In the past few years arrests by specially authorized national prosecutors in Turkey have reportedly begun to bring illegal clandestine government organizations such as the Ergenekon group to justice.
However, now the Turkish parliament is considering stopping the Special Authorized High Criminal Courts in Turkey. If closed supporters feel the mechanism to combat and prosecute illegal covert actions in Turkey will be severely limited, if not halted entirely.
In a recent interview Casson described his views on Turkey’s present legal debate. Said Casson, “In some cases we know that it is necessary to wire tap leading police officers and intelligence agents and even in some cases government ministers. And some of those individuals will need to be questioned. In these cases without specially authorized prosecutors there would be no other way for justice to get done.”

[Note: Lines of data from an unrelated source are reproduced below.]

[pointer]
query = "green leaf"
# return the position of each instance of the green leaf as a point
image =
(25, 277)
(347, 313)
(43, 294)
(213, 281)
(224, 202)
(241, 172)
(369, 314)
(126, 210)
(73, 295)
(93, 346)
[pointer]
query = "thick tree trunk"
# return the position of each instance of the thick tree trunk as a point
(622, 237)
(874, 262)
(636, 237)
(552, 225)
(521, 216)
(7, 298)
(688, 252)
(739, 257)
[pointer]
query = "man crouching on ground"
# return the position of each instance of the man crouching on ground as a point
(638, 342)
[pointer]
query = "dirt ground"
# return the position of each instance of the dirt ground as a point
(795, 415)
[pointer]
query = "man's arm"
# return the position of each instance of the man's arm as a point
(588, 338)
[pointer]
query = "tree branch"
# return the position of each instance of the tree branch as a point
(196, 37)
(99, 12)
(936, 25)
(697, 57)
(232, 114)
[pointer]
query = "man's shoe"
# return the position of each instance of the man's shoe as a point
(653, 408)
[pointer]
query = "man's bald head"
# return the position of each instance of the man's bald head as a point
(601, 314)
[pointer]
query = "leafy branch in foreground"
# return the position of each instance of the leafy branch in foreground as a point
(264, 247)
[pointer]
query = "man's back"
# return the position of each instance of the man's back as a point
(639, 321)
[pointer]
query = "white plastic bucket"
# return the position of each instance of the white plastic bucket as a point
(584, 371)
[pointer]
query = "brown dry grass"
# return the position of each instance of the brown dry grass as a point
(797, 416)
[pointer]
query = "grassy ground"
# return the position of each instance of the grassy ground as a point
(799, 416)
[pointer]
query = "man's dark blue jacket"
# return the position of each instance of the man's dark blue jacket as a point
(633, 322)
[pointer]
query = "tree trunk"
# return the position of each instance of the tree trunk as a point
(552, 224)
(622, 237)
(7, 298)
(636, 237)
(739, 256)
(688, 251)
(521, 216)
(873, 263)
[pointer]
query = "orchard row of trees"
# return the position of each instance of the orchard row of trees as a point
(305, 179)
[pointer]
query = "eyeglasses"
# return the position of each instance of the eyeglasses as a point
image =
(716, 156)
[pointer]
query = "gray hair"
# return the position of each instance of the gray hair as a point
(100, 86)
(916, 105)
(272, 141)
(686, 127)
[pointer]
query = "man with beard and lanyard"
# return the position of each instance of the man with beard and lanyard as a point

Casson was unwavering when it came to the most important characteristic of specially authorized prosecutors and judges. He said it was the judges and prosecutors independence from outside pressure. Casson emphasized that it is necessary that no one interferes with the actions of special prosecutors or Specially Authorized High Criminal Courts.
Casson believes that specially authorized prosecutors and courts are necessary in both Europe and Turkey. In order to work against organized criminal groups outside of and within the state, prosecutors must have special powers. As time goes by specially authorized prosecutors and police develop an effective way to treat sensitive, difficult cases.
Casson stated that he was closely watching the developing Ergenekon case in the Turkish courts. Casson believed that whoever is afraid of the truth coming out and justice being done will invariably try to limit the power of prosecutors and the press.
Casson stated that where prosecutors are not free then there will be no independence in the courts. Casson explained, “Those who criticize the special powers of prosecutors directing these cases state that they are not against judges having ‘special powers’ but these opponents ask why do prosecutors have to have special powers themselves. I don’t think this opinion has any sort of legitimacy. If a prosecutor doesn’t have special independent powers to put a case together then a specially authorized judge can’t make any sort of independent decision. If prosecutors are not independent then a case from its inception is broken and won’t be able to be realized regardless if the judge has special authorized powers.”
Casson pointed out a larger danger stating, “If the people of a country don’t believe judges are independent then the people’s entire belief is shaken in their legal system.”
The Glabio organization Casson prosecuted in Italy 20 years ago grew out of “stay behind” cells of rightist fascist sympathizers who were drafted into working with the British MI6 and the CIA as safe guards against left wing communists in Western Europe.
Glabio organizations eventually implemented an illegal “shadow state” and perpetrated terrorist activities against innocent civilians throughout Western Europe. Glabio organizations were able to stage fake “terrorist attacks” with the goal of blaming left wing activists for the attacks and thus turning Western European public opinion against left leaning parties and leaders. Glabio also began to work with the Italian Mafia and became involved in Coup D’états as well as illegal drug activities.
In 1990 the activities of Glabio were exposed by special prosecutors first in Italy and then throughout Western Europe.